Caractéristiques | Poisons probables |
---|---|
Pupilles contractées | Opioïdes Insecticides organophosphorés Agents neurotoxiques |
Pupilles dilatées | Antidépresseurs tricycliques Amphétamines Cocaïne Médicaments antimuscariniques |
Strabisme divergent | Antidépresseurs tricycliques |
Nystagmus | Phénytoïne Carbamazépine |
Perte de vision | Méthanol Quinine |
Œdème papillaire | Monoxyde de carbone Méthanol |
Convulsions | Antidépresseurs tricycliques Théophylline Opioïdes Acide méfanamique Isoniazide Amphétamines |
Réactions dystoniques | Métoclopramide Phénothiazines |
Délire et hallucinations | Médicaments antimuscariniques Amphétamines Cannabis Récupération d’une surdose d’antidépresseur tricyclique |
Hypertonie et hyperréflexie | Antidépresseurs tricycliques Médicaments antimuscariniques |
Acouphènes et surdité | Salicylates Quinine |
Hyperventilation | Salicylates Herbicides phénoxyacétate Théophylline |
Hyperthermie | MDMA (ecstasy) |
Phlyctènes | Surviennent habituellement chez les patients comateux |
Lèvres et peau rouge cerise | Intoxication au monoxyde de carbone |
MDMA : 3,4-méthylène-dioxy-N-méthylamphétamine.
Soins
La plupart des patients auto-intoxiqués ne nécessitent que des soins généraux et de soutien des fonctions vitales. Cependant, pour quelques médicaments, une thérapie additionnelle est requise. La base de données des centres antipoison fournit des renseignements à jour sur le diagnostic, la prise en charge et le traitement des patients souffrant d’une exposition à un large éventail de substances et produits. Ce devrait être le premier point de référence dans tous les cas d’empoisonnement. Le tableau 13.2 résume les mesures à prendre devant un patient victime d’une surdose.
Réanimation d’urgence
• Coucher le patient en décubitus latéral gauche pour réduire le risque d’aspiration.

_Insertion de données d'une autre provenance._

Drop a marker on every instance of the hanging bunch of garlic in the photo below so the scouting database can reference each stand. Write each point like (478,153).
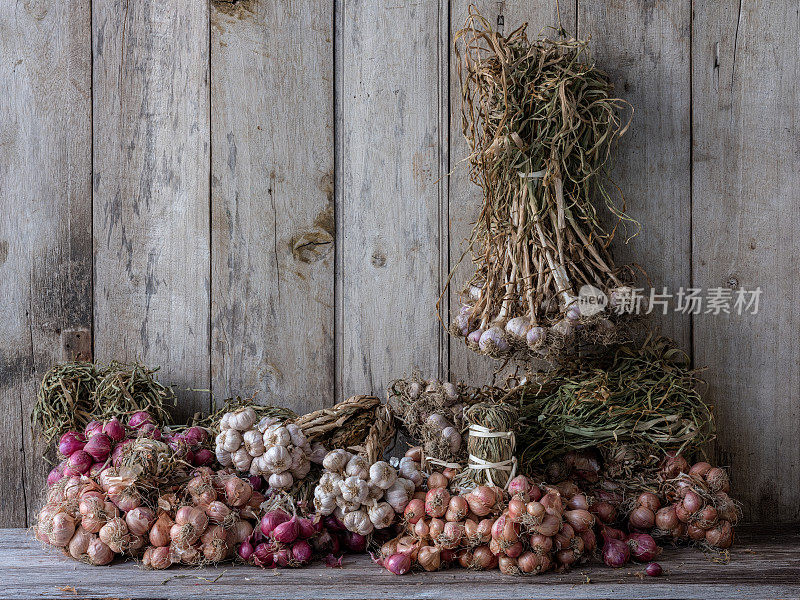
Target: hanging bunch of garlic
(269,447)
(363,496)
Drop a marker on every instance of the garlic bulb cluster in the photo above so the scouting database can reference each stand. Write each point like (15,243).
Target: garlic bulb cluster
(365,497)
(267,447)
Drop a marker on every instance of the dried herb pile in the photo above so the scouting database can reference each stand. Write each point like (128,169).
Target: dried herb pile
(73,393)
(646,397)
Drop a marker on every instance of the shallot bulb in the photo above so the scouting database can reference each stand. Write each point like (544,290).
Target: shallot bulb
(139,520)
(643,547)
(62,530)
(79,543)
(92,428)
(98,553)
(615,552)
(98,447)
(114,534)
(436,502)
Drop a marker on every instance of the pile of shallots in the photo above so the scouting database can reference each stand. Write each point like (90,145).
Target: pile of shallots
(90,451)
(283,540)
(527,530)
(696,506)
(530,529)
(198,522)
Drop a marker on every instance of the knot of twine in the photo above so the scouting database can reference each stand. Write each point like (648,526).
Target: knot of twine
(479,464)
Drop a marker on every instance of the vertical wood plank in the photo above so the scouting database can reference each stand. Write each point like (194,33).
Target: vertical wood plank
(151,185)
(45,222)
(746,229)
(390,65)
(644,47)
(465,197)
(273,224)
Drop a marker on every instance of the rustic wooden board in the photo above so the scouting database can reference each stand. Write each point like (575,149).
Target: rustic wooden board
(745,229)
(465,197)
(151,189)
(45,221)
(763,566)
(272,202)
(645,48)
(389,65)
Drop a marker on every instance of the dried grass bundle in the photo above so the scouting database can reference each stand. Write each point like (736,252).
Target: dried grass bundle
(643,401)
(490,445)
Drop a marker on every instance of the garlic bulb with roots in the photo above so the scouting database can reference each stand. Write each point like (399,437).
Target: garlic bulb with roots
(535,337)
(382,474)
(363,496)
(492,341)
(357,466)
(264,447)
(517,328)
(354,489)
(253,442)
(381,514)
(281,481)
(358,522)
(474,338)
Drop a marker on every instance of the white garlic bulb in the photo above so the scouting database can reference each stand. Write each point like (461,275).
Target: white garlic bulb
(259,466)
(317,454)
(354,489)
(453,438)
(336,460)
(357,466)
(398,495)
(278,459)
(358,522)
(266,422)
(224,457)
(276,435)
(231,440)
(382,474)
(325,505)
(242,419)
(253,442)
(241,459)
(381,515)
(281,481)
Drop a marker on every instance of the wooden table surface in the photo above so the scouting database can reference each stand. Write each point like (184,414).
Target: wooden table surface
(762,565)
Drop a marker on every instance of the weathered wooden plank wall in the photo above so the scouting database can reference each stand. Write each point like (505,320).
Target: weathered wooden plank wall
(272,230)
(746,204)
(253,195)
(45,221)
(390,65)
(151,134)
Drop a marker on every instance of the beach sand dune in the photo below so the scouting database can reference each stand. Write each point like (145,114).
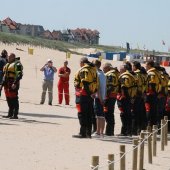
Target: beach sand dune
(41,139)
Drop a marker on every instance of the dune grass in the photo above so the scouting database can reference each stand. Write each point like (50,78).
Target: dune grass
(10,38)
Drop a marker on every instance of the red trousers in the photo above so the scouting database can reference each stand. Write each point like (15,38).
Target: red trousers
(63,87)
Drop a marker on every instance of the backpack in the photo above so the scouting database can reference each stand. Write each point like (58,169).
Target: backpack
(88,73)
(154,77)
(112,80)
(129,81)
(141,81)
(165,80)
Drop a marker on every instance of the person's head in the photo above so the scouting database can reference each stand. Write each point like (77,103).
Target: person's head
(97,63)
(136,66)
(83,61)
(122,68)
(128,66)
(49,62)
(11,58)
(4,54)
(150,64)
(65,63)
(143,70)
(107,67)
(157,66)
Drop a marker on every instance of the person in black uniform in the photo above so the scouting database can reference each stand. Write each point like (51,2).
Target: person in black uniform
(13,72)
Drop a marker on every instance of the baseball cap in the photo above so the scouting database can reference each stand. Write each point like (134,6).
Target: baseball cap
(49,61)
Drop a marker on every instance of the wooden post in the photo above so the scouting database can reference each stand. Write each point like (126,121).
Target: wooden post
(122,161)
(135,155)
(149,146)
(166,130)
(111,159)
(141,152)
(154,140)
(162,135)
(95,162)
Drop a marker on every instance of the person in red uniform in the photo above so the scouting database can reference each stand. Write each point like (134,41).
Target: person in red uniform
(63,83)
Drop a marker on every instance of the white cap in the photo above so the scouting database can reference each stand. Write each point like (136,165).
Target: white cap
(49,60)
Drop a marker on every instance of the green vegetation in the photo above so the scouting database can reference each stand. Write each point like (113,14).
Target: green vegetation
(59,45)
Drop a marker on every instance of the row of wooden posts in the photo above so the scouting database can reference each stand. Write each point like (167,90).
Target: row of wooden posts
(151,144)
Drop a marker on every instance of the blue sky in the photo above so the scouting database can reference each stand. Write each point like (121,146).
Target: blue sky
(139,22)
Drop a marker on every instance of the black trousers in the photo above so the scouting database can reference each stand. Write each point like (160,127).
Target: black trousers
(152,112)
(125,116)
(85,115)
(138,115)
(109,116)
(13,105)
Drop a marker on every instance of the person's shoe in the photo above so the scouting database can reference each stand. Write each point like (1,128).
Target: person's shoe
(8,116)
(78,136)
(95,135)
(121,134)
(14,117)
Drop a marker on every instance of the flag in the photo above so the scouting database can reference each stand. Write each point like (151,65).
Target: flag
(163,42)
(68,55)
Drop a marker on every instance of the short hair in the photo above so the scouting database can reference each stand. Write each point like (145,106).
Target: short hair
(12,55)
(97,63)
(107,65)
(4,52)
(137,65)
(128,66)
(84,60)
(151,63)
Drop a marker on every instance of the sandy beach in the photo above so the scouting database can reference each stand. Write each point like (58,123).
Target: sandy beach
(41,139)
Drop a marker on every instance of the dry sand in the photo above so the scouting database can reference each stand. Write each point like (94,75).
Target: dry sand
(41,139)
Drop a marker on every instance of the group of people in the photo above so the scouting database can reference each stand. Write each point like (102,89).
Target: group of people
(11,72)
(142,96)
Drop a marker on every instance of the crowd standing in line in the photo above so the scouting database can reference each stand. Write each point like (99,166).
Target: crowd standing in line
(142,95)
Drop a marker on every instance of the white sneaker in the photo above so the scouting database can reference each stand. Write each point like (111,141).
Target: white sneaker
(96,135)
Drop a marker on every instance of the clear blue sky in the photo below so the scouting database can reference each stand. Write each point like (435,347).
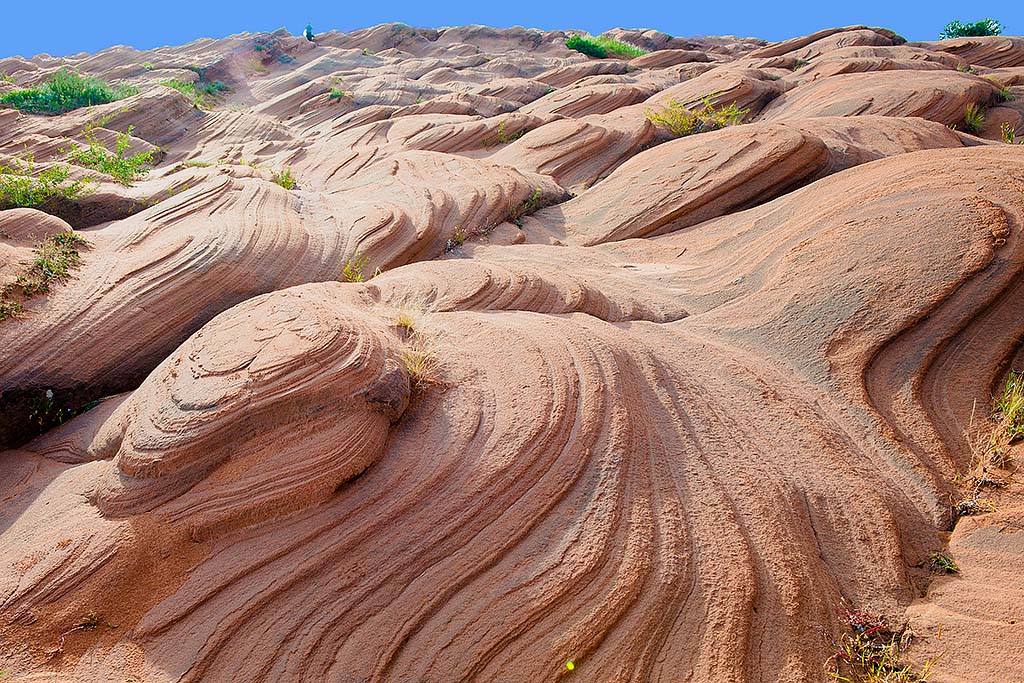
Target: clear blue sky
(66,27)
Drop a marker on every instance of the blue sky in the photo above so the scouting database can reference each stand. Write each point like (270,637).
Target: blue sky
(65,27)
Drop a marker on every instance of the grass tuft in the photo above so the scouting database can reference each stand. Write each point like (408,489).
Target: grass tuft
(1008,133)
(406,324)
(420,361)
(352,272)
(56,256)
(284,178)
(502,137)
(123,169)
(602,46)
(872,652)
(981,28)
(680,121)
(64,91)
(942,563)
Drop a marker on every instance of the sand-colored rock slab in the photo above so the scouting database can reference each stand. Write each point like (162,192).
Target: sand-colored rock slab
(423,355)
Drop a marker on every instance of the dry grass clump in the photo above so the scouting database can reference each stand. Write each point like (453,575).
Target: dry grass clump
(56,256)
(871,651)
(990,445)
(421,361)
(680,121)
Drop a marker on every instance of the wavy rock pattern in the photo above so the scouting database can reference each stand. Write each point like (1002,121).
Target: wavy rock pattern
(660,429)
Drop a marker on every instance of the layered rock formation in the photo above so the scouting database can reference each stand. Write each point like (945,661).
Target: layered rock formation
(510,379)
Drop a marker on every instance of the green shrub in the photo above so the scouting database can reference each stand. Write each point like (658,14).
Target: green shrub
(681,122)
(974,119)
(284,178)
(65,91)
(1008,133)
(602,46)
(352,271)
(942,563)
(22,185)
(124,169)
(55,258)
(961,30)
(503,137)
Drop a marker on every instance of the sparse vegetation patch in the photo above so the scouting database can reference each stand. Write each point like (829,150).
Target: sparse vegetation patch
(202,93)
(680,121)
(602,46)
(23,185)
(284,178)
(124,169)
(64,91)
(982,28)
(55,257)
(942,563)
(352,272)
(871,651)
(974,118)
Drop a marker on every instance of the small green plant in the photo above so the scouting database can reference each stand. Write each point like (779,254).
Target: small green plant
(457,240)
(56,256)
(406,323)
(352,272)
(871,651)
(23,185)
(1005,94)
(602,46)
(64,91)
(942,563)
(202,93)
(10,309)
(284,178)
(502,137)
(528,206)
(124,169)
(981,28)
(1008,411)
(680,121)
(972,505)
(1008,133)
(974,118)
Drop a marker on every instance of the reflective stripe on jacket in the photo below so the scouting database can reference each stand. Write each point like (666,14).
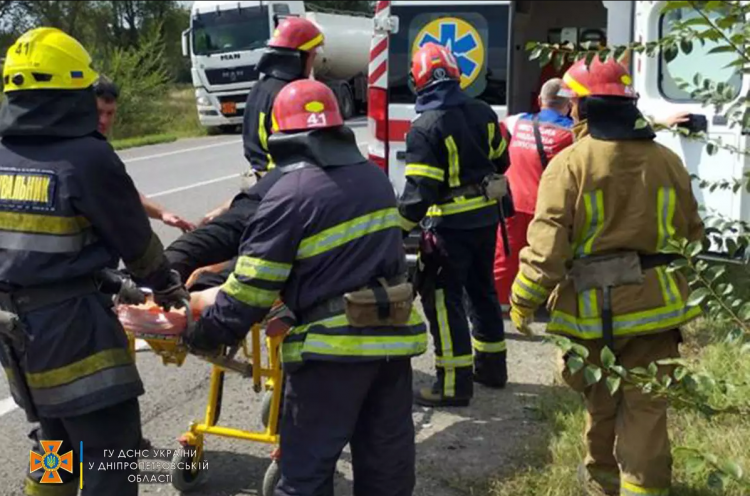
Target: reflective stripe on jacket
(608,196)
(446,149)
(312,240)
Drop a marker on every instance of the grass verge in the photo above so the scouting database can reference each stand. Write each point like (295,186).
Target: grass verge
(550,468)
(172,118)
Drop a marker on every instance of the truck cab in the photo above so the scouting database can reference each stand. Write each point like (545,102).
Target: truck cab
(225,41)
(496,68)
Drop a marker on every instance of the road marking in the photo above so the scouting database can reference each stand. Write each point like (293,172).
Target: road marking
(194,185)
(177,152)
(7,405)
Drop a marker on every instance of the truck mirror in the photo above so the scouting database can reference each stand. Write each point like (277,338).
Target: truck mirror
(185,43)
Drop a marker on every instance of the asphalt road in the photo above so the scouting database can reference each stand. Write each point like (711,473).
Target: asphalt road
(190,177)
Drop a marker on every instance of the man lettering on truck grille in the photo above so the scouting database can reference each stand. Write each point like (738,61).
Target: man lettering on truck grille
(452,150)
(289,57)
(212,248)
(68,211)
(535,139)
(326,241)
(607,206)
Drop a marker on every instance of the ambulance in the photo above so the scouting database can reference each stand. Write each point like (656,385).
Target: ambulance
(489,39)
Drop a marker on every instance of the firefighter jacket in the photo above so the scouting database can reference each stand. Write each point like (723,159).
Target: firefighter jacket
(68,209)
(615,189)
(329,226)
(454,143)
(279,68)
(526,168)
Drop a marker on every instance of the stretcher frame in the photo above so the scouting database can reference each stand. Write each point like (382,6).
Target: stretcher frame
(266,376)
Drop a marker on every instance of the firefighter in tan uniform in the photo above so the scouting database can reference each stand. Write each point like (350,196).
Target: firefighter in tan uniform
(607,206)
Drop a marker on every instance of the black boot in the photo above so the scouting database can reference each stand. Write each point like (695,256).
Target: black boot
(491,369)
(435,396)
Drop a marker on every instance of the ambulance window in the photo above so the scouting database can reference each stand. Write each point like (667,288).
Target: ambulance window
(482,53)
(685,66)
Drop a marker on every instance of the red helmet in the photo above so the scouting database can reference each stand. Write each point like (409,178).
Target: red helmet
(297,34)
(433,63)
(608,78)
(305,104)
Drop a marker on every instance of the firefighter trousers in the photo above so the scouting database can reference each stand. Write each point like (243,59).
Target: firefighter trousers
(117,429)
(367,405)
(467,270)
(628,450)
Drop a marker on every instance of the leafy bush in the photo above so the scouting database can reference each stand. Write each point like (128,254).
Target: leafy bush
(710,393)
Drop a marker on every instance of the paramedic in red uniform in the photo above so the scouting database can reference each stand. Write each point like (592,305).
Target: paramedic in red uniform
(527,161)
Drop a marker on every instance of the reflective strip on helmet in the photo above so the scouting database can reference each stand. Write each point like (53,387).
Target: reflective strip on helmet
(249,294)
(425,171)
(578,88)
(346,232)
(454,168)
(312,43)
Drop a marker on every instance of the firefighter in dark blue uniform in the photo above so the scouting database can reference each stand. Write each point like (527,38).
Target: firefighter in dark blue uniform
(289,57)
(455,154)
(326,240)
(69,210)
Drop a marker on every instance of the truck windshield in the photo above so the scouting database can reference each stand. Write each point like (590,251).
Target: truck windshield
(230,30)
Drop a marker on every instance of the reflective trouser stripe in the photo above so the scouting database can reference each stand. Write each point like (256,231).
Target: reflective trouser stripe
(588,301)
(630,489)
(346,232)
(495,152)
(248,294)
(460,206)
(483,347)
(446,343)
(454,168)
(424,170)
(33,488)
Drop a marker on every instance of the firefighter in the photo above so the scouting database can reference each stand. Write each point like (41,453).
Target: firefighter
(290,56)
(68,210)
(107,94)
(535,139)
(607,206)
(452,149)
(326,240)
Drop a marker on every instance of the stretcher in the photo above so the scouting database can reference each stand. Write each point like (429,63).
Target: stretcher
(249,361)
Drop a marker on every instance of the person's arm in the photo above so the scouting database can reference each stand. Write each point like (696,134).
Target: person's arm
(157,212)
(267,254)
(424,177)
(543,262)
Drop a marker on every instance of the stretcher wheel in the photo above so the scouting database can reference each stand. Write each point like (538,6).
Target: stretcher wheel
(183,478)
(271,479)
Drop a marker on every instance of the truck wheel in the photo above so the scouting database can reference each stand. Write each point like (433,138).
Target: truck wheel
(183,479)
(271,479)
(346,102)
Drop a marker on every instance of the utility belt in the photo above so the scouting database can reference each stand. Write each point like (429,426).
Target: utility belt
(492,187)
(385,302)
(609,271)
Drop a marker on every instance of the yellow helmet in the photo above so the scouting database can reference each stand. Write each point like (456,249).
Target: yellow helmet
(47,59)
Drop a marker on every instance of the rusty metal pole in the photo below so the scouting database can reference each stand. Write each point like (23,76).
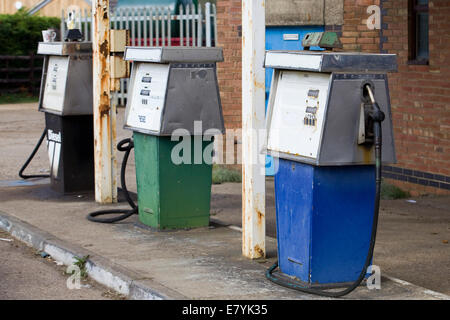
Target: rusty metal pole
(253,115)
(104,115)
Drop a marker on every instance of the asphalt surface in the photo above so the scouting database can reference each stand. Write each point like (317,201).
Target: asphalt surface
(25,275)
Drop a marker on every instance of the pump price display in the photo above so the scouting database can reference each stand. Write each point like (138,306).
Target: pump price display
(148,96)
(234,310)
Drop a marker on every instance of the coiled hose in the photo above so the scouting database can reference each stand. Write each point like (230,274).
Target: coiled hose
(33,153)
(377,116)
(126,146)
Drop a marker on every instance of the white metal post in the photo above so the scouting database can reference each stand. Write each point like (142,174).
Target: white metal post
(104,115)
(253,115)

• Dégager les voies aériennes et intuber si le réflexe nauséeux est absent.
• Administrer de l’oxygène à 60 % par masque facial chez les patients non intubés.
• Une ventilation est parfois nécessaire en cas de troubles respiratoires.
• Traiter l’hypotension, les arythmies et les convulsions.
• Surveiller la fonction respiratoire (analyse des gaz artériels ou oxymétrie de pouls) et l’ECG chez certains patients.
• Prendre la température avec un thermomètre épitympanique, qui permet une lecture des températures basses, et traiter l’hypothermie.
Prévention de l’absorption du médicament
Les mesures qui suivent sont réservées aux patients qui ont ingéré une dose excessive, potentiellement dangereuse, voire mortelle.
• Le lavage gastrique est rarement utilisé en raison du risque de complications et uniquement s’il peut être pratiqué 1 heure après l’ingestion. Par un tube de gros calibre orogastrique, le patient étant en décubitus latéral gauche, 200 à 300 ml d’eau tiède ou de solution saline à 0,9 % sont instillés dans l’estomac puis aspirés, la manœuvre étant répétée jusqu’à élimination d’un maximum du produit toxique. Cette manœuvre est contre-indiquée si les voies respiratoires ne sont pas protégées ou si le produit ingéré est de l’essence, de la paraffine ou un agent corrosif. Les complications peuvent être une aspiration pulmonaire et une perforation de l’œsophage.
• Le charbon actif (50 g par voie orale) adsorbe le toxique résiduel dans l’intestin. Il n’est administré que si la substance en cause a été prise il y a moins d’une heure et est absorbable par le charbon ; c’est le cas pour l’aspirine, la digoxine, le paracétamol et les barbituriques.
• L’irrigation intestinale totale n’est pratiquée que pour des ingestions potentiellement toxiques de fer, de lithium, de médicaments à libération prolongée ou à enrobage entérique et de paquets de drogue ingérés. Une solution électrolytique de polyéthylène glycol, par exemple Klean-Prep®, est infusée par une sonde nasogastrique (1 à 2 l/h) jusqu’à ce que l’effluent rectal devienne clair (habituellement 3 à 6 heures).